Residents in India’s Jammu and Kashmir regions, for example, have been without internet access for more than four months. That’s because the Indian government is trying to prevent unrest in the region after it revoked their special status in August, curbing the autonomy the disputed territories have long held dear.

The Indian government has also recently shut down the internet in other parts of the country where large protests have erupted against a controversial new citizenship law. Altogether, the internet blackouts in India have restricted access to the web for tens of millions of people.

Denying internet service has now become a de facto means of suppression by governments around the world.
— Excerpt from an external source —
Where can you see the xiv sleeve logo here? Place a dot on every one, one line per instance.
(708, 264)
This year alone, at least 29 nations—including Venezuela, Iran, Turkey, Iraq, Kazakhstan, and Indonesia—have shut down the web to prevent the spread of information those governments deem dangerous. According to data from Access Now—a digital rights policy non-profit—as of July the world was on pace to exceed the number of annual government-ordered web shutdowns than ever before, and that was before the events in India and elsewhere.

Such shutdowns have become so commonplace, at this point they don’t even inspire condemnation from the international community, giving the suppressive actions its tacit approval.
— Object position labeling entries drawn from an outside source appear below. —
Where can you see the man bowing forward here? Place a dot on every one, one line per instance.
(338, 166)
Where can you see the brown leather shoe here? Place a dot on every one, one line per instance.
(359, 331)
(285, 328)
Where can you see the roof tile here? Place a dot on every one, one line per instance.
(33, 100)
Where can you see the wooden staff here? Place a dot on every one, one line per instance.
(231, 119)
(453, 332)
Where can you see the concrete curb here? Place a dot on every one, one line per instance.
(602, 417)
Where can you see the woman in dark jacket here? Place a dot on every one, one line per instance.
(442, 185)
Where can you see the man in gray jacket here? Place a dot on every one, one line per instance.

So far this year in India alone, the government has interrupted service an estimated 93 times. That’s more times than the entire world three years ago, according to Access Now.

The authoritarian turn is the new go-to population silencer primarily because it’s so easy. The government only needs to ask, or demand, that internet service providers turn off outside connections. Unlike highly sophisticated censorship programs like those run in China, there are virtually no overhead costs when you shut down communications. In other words: Countries without censors may find it easier to unplug the web than, say, force a publication to stop publishing.

Internet shutdowns don’t only suppress information, they also suppress the economy. According to estimates from the Brooking’s Institution, internet shutdowns cost global economies some $2.4 billion in 2015. A Deloitte study found that each day the internet is blocked in a given country it costs $23.6 million per 10 million people impacted. That’s nearly $10 billion a week if the level of blackouts now enforced in India continues.

With global protests likely to continue in 2020—in places like Hong Kong, Iraq, Iran and India to name a few—the internet will likely also continue to be used as a political tool to stifle global news coverage and the spread of information. And without any political ramifications set forth by the international community, allies or trading partners, there’s nothing to stop internet blackouts from becoming suppressive government’s first response.